Raporla ilgili Meclis'te basın toplantısı düzenleyen Ahmet Şık, raporu oluşturma aşamasında Van valisi, il jandarma alay komutanı, Van başsavcısı ve soruşturmayı yürüten savcı ile de görüşmek istediklerini ancak randevu taleplerinin reddedildiğini ifade etti.
Şık, "Endişelerimizi haklı çıkaracak kuşkularımız var ama şaşırtılmayı beklediğimizi de ifade etmek istiyorum. Savcılara sesleniyorum, lütfen bizi şaşırtsınlar. Ailelerin taleplerini, beklentilerini haklı çıkarmak istiyorlarsa bizim kısıtlı olanaklarla elde ettiğimiz belge ve bulguların araştırılıp kamuoyunu tatmin edecek açıklama yapılmasını talep ediyoruz" dedi.

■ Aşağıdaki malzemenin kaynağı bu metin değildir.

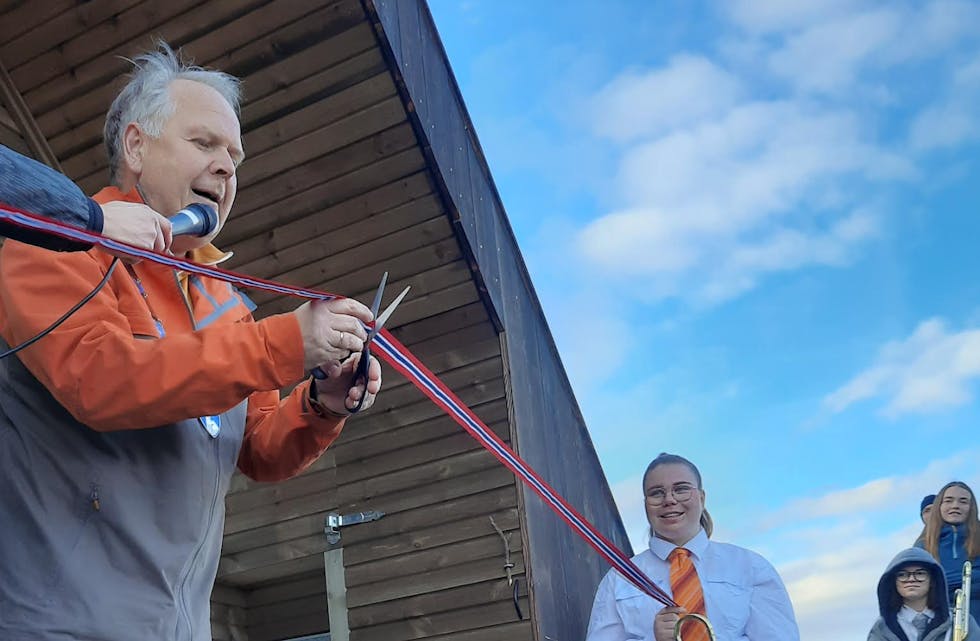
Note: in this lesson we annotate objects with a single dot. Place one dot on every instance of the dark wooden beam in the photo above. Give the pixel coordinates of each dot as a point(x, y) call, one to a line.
point(25, 120)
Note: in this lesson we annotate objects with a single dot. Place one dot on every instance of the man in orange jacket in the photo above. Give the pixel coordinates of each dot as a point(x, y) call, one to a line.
point(120, 430)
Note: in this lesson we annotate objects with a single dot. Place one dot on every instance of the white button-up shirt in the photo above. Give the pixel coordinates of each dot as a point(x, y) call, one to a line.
point(744, 598)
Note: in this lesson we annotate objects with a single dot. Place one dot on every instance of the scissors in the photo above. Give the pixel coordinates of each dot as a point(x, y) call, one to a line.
point(360, 374)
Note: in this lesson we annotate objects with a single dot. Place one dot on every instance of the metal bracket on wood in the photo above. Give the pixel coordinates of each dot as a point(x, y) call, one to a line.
point(335, 521)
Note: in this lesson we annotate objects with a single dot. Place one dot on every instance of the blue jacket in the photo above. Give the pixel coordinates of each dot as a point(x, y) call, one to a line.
point(887, 628)
point(952, 555)
point(60, 199)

Şık, helikopterin uçuş kayıtlarının tespit edilmesi, kışlanın içindeki tüm güvenlik kameralarının kayıtlarının tespit edilip el konulması, kışlada bulunan güvenlik ve personelin kimliklerinin tespiti ve linç girişiminde bulunduğu iddia edilen askerlerin cep telefonlarına el konulmasını talep etti. Gözaltının gerçekleştiği bölge ve lincin gerçekleştiği jandarma komutanlığında bağımsız bir heyetin de katılımıyla keşif yapılması gerektiğinin altını çizdi.